Un film che, pur nella sua non completezza visiva (un po’ di immagini del tempo non sarebbero state opportune, anche per far capire ai giovani  che non si tratta di “un film d’azione” ma di denuncia, alla Francesco Rosi, evidenzia l’impegno civile e l’indignazione davanti all’ennesimo oblio dell’assassinio di un uomo perbene. Il film è un’opera di memoria, più che di cinema, di stile.

Nel film, come già nel libro, Grimaldi affronta schiettamente anche la figura del padre di Piersanti e Sergio Mattarella, Bernardo, oggetto di alcune voci mai comprovate.
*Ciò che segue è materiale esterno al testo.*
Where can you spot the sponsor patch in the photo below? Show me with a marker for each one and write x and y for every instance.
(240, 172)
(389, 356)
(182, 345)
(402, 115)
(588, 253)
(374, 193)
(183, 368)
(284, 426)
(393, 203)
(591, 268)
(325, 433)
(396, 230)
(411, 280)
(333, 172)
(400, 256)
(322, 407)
Lo fa mettendo in bocca al futuro Presidente della Repubblica, a quel tempo  giovane professore universitario ancora non impegnato in politica, questa frase rivolta all’allora Sostituto Procuratore di Turno: “Come lei saprà sostituto Grasso lo scrittore Danilo Dolci accusò nostro padre di collusione con la mafia ma fu condannato in tutti i gradi di giudizio. Mio padre, come abbiamo documentato, si batté contro la mafia”. A tal proposito il regista ha detto: “ I pregiudizi su Bernardo Mattarella ci sono sempre stati e permangono. Ho raccolto i documenti noti, scritti e fatti su Bernardo. Nel mio libro scrivo anche che fu eletto a Castellammare del Golfo, comune sempre colluso con la mafia e che certamente allora la mafia votava per la DC, ma non ho trovato mezza prova che Bernardo Mattarella, che fu ministro più volte e fondò la DC siciliana, abbia fatto un solo atto o gesto pubblico a favore della mafia. Fu tra i pochissimi democristiani che votò con Fanfani per la creazione della Commissione parlamentare Antimafia, che la DC non voleva. Non voglio fare santini. Se qualcuno prova che abbia commesso qualche reato lo tiri fuori”.
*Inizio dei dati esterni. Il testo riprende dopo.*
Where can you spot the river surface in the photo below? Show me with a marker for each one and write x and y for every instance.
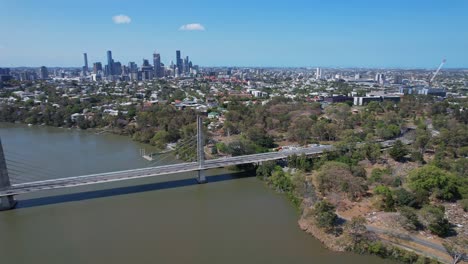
(234, 218)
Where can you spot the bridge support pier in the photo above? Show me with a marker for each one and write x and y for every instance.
(200, 151)
(201, 178)
(7, 203)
Insomma, storia, senza peli sulla lingua!

Piersanti Mattarella in una scena del film

Pietro Grasso, nel suo libro Per non morire di mafia, ha scritto che Piersanti Mattarella “stava provando a realizzare un nuovo progetto politico-amministrativo, un’autentica rivoluzione. La sua politica di radicale moralizzazione della vita pubblica, secondo lo slogan che la Sicilia doveva mostrarsi ‘con le carte in regola’, aveva turbato il sistema degli appalti pubblici con gesti clamorosi, mai attuati nell’isola”.

Nato a Modica, Aurelio Grimaldi, regista passato al cinema dopo tanti anni di maestro elementari, si è fatto conoscere per la sceneggiatura, dal suo omonimo libro, di “Mery per sempre”, diretto da Marco Risi nel 1988. Quattro anni dopo, debutta al cinema con “La discesa di Aclà a Floristella”, presentato in concorso a Venezia. Nel 1993 segue “ La ribelle”, con Penelope Cruz e nel 1994 partecipa al Festival di Cannes con “Le buttane”, tratto da un suo romanzo. “Ammiratore critico”di Pasolini, Grimaldi gli ha dedicato tre film: “Nerolio”, “Un mondo d’amore” e “Rosa Funzeca”.